Question ID: #363
A and B alternately throw a pair of dice. A wins if he throws a sum of 5 before B throws a sum of 8, and B wins if he throws a sum of 8 before A throws a sum of 5. The probability, that A wins if A makes the first throw, is
- (1) $\frac{9}{17}$
- (2) $\frac{9}{19}$
- (3) $\frac{8}{17}$
- (4) $\frac{8}{19}$
Solution:
Let $S_A$ denote the event that A throws a sum of 5.

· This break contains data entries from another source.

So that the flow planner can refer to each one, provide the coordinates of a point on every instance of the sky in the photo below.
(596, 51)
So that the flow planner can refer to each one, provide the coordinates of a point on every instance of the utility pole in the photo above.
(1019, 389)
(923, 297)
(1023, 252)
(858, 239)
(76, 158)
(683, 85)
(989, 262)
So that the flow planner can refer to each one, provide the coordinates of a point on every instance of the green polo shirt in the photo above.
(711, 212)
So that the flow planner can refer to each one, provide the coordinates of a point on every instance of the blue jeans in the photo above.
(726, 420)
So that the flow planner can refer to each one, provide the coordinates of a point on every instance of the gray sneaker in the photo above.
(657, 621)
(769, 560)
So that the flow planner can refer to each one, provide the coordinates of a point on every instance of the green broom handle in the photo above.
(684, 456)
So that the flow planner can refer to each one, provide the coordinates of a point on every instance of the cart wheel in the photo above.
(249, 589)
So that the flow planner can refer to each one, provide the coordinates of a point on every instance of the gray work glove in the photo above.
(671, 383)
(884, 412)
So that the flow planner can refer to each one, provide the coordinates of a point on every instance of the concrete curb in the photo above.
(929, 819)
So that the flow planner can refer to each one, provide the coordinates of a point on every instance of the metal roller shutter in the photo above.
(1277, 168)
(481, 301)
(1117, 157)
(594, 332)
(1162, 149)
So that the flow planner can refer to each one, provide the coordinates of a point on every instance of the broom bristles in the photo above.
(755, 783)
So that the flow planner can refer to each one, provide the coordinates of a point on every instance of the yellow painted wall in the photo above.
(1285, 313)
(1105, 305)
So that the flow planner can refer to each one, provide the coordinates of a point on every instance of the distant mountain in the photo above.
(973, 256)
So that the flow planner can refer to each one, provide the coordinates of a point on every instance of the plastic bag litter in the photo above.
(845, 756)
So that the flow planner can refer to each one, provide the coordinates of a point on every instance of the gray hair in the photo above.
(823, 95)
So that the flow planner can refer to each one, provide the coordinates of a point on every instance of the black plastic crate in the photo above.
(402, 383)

The possible outcomes for a sum of 5 are: $(1,4), (4,1), (2,3), (3,2)$.
$$ n(S_A) = 4 \Rightarrow P(S_A) = \frac{4}{36} = \frac{1}{9} $$
Let $p_1 = \frac{1}{9}$ and $q_1 = 1 – \frac{1}{9} = \frac{8}{9}$.
Let $S_B$ denote the event that B throws a sum of 8.
The possible outcomes for a sum of 8 are: $(2,6), (6,2), (3,5), (5,3), (4,4)$.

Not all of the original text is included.